The plan builder recognizes simple arithmetic expressions and emits VEC_PROJECT / VEC_FUNC_* nodes in the plan tree (plan.c). These operate directly on col_block arrays:

VEC_FUNC_MUL_I32, VEC_FUNC_MUL_F64 — multiply two contiguous column arrays in a tight loop with no per-element dispatch.
VEC_FUNC_ADD_*, VEC_FUNC_SUB_*, VEC_FUNC_DIV_* — same pattern for other arithmetic operations.
VEC_FUNC_CEIL, VEC_FUNC_FLOOR, VEC_FUNC_SQRT, VEC_FUNC_SIGN_*, VEC_FUNC_MOD_*, VEC_FUNC_POWER — unary and binary math functions vectorized.
VEC_FUNC_CAST_F64_TO_I32, VEC_FUNC_COALESCE_LIT — type casts and COALESCE with literal defaults.
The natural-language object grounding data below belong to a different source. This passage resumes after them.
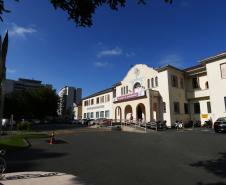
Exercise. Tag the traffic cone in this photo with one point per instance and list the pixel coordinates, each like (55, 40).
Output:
(52, 139)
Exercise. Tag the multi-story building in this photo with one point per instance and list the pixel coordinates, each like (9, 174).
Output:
(166, 93)
(98, 105)
(68, 98)
(23, 84)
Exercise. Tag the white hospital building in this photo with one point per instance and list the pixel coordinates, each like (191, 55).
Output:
(166, 93)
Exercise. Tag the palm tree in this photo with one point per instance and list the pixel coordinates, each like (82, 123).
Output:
(3, 53)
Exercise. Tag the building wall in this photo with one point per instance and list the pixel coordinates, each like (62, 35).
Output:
(177, 94)
(217, 88)
(68, 96)
(164, 95)
(106, 105)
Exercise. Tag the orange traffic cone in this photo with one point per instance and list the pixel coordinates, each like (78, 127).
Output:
(52, 139)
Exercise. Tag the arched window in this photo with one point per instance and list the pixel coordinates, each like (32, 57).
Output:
(148, 83)
(207, 85)
(136, 85)
(152, 82)
(156, 81)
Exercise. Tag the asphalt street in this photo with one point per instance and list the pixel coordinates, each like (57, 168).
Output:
(170, 157)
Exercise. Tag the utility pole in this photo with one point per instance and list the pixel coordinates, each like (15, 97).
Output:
(3, 53)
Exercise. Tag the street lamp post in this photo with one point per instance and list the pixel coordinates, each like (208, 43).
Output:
(3, 53)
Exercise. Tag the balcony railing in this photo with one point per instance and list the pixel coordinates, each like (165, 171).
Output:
(198, 93)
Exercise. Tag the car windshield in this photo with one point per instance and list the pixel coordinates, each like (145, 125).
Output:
(221, 119)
The vectorized path reads contiguous int32_t[] or double[] arrays from the column block, applies the operation in a single loop, and writes the result to a new column block. NULL handling is done via a parallel uint8_t[] null bitmap, checked once per block rather than per element.

Result

Same query, same machine:

	mskql	PostgreSQL	DuckDB
expression_agg (500 iter, 5K rows)	15ms	299ms	220ms
vs PostgreSQL ratio	0.05× (mskql 20× faster)
vs DuckDB ratio	0.07× (mskql 15× faster)

The VEC_PROJECT path is used automatically by the plan builder when it recognizes eligible expressions. Queries with complex expression trees (nested CASE, multi-level function composition) fall back to the per-row evaluator. The plan builder makes this decision at build time with zero runtime overhead for either path.